Burns now seems to represent the three founding blocks of modern Scottish nationalism: the pride, the distortions, and the desire to take money from daft American tourists. For example, a spokesman for one government tourist agency was asked what it wanted to achieve with Burns. He said, ‘You’re always looking for a unique selling point. If you look at what he did in his lifetime, you see he’s a very attractive product. Burns was ahead of his time. I came across a phrase in one of his poems that said, “Welcome, welcome again,” and that captures exactly what we’re trying to do. And we’re very careful about who we allow to use his image, so Crawford’s biscuits is fine, but not manufacturers of cheap pens.’

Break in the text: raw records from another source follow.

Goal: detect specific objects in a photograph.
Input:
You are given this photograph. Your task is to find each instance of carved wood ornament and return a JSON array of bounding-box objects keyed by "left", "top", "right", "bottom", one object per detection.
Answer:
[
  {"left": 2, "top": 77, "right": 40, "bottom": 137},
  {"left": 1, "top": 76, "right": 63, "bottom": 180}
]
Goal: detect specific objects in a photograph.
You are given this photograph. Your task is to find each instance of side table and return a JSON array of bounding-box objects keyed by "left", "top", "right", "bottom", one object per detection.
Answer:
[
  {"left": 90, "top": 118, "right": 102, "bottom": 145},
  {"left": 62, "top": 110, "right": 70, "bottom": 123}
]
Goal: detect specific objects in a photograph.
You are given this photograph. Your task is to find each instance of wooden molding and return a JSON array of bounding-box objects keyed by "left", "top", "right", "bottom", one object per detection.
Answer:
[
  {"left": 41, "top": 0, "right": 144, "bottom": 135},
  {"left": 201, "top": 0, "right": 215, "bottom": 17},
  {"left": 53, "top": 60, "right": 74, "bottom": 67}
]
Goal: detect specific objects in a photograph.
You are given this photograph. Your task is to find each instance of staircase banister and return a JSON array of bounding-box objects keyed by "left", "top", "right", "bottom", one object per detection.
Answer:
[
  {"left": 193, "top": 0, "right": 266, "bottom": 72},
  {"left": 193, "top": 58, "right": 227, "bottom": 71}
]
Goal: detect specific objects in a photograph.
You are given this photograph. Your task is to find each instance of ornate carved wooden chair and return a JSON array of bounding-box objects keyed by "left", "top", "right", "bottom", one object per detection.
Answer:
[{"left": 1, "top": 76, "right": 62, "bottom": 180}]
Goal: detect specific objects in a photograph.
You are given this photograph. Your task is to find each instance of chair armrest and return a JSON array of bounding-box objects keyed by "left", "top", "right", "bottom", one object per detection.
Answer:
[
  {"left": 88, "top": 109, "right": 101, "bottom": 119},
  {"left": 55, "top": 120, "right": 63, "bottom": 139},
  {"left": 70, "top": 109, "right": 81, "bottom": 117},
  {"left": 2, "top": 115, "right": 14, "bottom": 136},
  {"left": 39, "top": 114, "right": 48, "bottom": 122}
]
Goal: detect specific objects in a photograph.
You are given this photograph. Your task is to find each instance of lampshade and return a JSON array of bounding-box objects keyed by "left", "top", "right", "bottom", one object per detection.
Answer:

He’s clearly the right man to be put in charge of Burns’s legacy, a bloke whose favourite poem is probably ‘Once you pop you can’t stop’.
The feeling amongst most Scots is probably more respectful: that he’s a symbol of their achievements as a nation, and of
defiance against the English. Scottish nationalism is a difficult force to work out. It doesn’t seek to preserve a language, and the country it feels is holding it back has had four Scottish prime ministers since 1900.
An English person can live merrily and safely in Scotland, but almost the entire country will vehemently support any opponent of England. If England were drawn against Al Qaeda in the World Cup, the pubs would be full of crowds yelling, ‘COME on you fundamentalists, GET INTO these infidels!’
Burns finds himself in the middle of this contradiction. It’s often assumed that he just wrote about loving anything Scottish, and that his poems are full of stuff like, ‘I love fair bonnie lasses, And full whisky glasses, And shoving huge thistles up Englishmen’s asses.’
But he was a child of globally radical times, and one of his earliest pieces was a ballad supporting the American War of Independence. He also wrote that ‘The man whose only wish is to become great and rich, whatever he may pretend to be, is but a miserable wretch.’
This was in the 1780s, when radical thinkers were disputing the notion that people with noble blood were most fit to rule. As the son of a poor farmer in Ayrshire, Burns started a debating society, and wrote a poem to celebrate it that started, ‘Of birth and blood we do not boast’.
He never made much of a living from writing, which is why he went to Dumfries, where he took over Ellisland Farm, on the banks of the River Nith, and also became the Dumfries excise officer, tracking down smugglers and illegal distilleries. During this time he was transformed by the French Revolution.
He tied his support for the Revolution to his job as an excise-man when, in February 1792, armed smugglers sailed up the Solway Firth in a schooner. Burns became suspicious, and went to meet it with two colleagues. When they realised there were twenty-four men on board, all armed, the others went to get help while Burns stayed on shore observing the ship. Forty dragoons arrived, but when they and Burns boarded the ship they found it had been abandoned, although all the illegal goods were still on board, including four cannon. The law at the time was that anything captured in this way was sold at auction. Burns went to the auction, bid for the guns he’d captured, bought them and sent them to France to be used by the revolutionaries. Maybe that’s his ‘unique selling point’, and next to his picture on a biscuit tin it should say, ‘Campbell’s revolutionary gun-running shortbread insurrectionary assortment’.